What's so interesting about your production is that it has a political function, and a morale-building function, and a community-building function, all without being agitprop….

I've also done gender-blind casting in a country where the feminist agenda is barely visible—without ever making the point, but also without ever encountering any opposition. No one ever said, why is Pozzo played by a woman? That is absolutely innovative here. And I didn't want Pozzo to be played by a woman—I found one actor and one actor only who could play Pozzo and that actor happened to be a woman.

I read meaning beyond gender-blind casting into what you did with the three Vladimir-Estragon pairs, however. I thought, there's straight couple and two gay couples, one male and one female.

I didn't think it was necessary or interesting for the same-sex couples to be gay. I did try, however, to get the mixed couple to behave a little more like a heterosexual couple who might have been involved with each other, like a married pair. I'd tell them, you like each other, you're a married couple, you can touch each other, and the man would say, yeah, but it's an unhappy marriage. We'd have these crazy conversations, these very primitive conversations you have with actors. I'd say, yeah, but you still make love, and he'd say, we haven't made love for years, and I'd say, but you want to make love, so you can touch each other with a certain familiarity as people do who were once physically intimate. I got Irena to put her foot on his thigh, it was a struggle. But I didn't try very hard, because I don't think sexual input would add anything to the play. It's not that I'm shying away from it, it's just that basically these are bereft people who have banded together.

Why did you label the male couple Number One?

It was a kind of joke. A costume choice, and a joke. The actors used to say, I'm Estragon Number One, right? The real reason is, because they're the best.

That's why the two men are in the center?

You bet. If the mixed couple were the best actors I would have put them in the center. But I found myself, despite my original intentions, reaffirming something in Beckett's text by making the two men the main couple.

In October, after Sontag had made a return visit to Sarajevo, we spoke briefly on the phone: How did the performance look when you saw it again after being gone a month?

A big success—they're doing it four to five times a week, occasionally two performances a day. The actors are faster now and it's more energetic. In theater, the director is sent away and power goes to the actors—the opposite of film, where the actors are sent away and everything is done in the editing room.

If you do your Godot outside Sarajevo will you include the second act?

Yes. The primary reason not to do it was always that the performance would be too long. Nothing in that situation should be longer than an hour and a half, it's too much to ask. But doing the second act with only one Vladimir and one Estragon would fit the circumstances beautifully: the image of the shrunken world, Pozzo and Lucky reduced. The shape would be more narrative. I can imagine a narrower stage, the whole thing darker, just one spotlight, or one lit place in the center.
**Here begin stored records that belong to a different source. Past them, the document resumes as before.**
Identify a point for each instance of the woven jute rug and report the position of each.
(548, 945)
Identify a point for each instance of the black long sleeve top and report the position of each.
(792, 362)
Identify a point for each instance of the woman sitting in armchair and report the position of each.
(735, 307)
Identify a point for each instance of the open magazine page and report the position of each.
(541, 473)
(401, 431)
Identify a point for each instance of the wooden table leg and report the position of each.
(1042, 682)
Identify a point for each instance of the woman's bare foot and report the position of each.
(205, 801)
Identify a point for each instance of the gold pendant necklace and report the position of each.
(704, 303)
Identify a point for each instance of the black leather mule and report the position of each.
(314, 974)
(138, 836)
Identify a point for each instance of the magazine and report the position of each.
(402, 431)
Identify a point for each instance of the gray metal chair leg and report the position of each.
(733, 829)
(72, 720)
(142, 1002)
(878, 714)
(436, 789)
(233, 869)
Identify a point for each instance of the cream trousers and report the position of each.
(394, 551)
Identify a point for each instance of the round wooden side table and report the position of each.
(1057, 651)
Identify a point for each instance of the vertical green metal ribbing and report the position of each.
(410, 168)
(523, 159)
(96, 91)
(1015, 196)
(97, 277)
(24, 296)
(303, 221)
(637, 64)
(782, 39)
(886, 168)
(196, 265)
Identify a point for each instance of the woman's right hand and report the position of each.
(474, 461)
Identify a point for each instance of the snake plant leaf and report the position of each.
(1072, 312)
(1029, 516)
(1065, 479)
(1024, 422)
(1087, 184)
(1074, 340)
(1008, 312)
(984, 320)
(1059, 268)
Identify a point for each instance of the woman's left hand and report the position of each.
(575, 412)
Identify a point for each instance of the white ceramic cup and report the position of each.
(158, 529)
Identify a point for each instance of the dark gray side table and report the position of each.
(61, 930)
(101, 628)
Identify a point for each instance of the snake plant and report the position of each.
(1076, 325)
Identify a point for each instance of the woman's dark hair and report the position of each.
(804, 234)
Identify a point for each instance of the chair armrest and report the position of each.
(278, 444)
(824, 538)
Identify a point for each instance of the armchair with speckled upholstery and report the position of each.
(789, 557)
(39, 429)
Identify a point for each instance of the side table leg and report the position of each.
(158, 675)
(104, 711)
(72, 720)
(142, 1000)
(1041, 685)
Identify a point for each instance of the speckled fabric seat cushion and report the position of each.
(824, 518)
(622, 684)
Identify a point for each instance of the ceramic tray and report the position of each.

Do you think theater in Sarajevo is any use?

Don't ask the question of usefulness. I believe in right actions. Theater is what they do and I admire them for doing it, for always finding the feeling and expressing it.

Do you think the arts' community's efforts to maintain a transethnic culture have any chance of success?

Multicultural society will not survive. It is too much to ask the people of Bosnia to stick to this ideal when they are under attack by groups composed of single ethnicities, Serb or Croat. The people we like and admire won't turn into something else, they will leave and be replaced.

What did you do during your most recent visit?

I taught some classes at the Drama Academy. We also auditioned 20 17- and 18-year-olds for the entering class, ending up with five. You know, the rest of the University is shut down, but they're going on.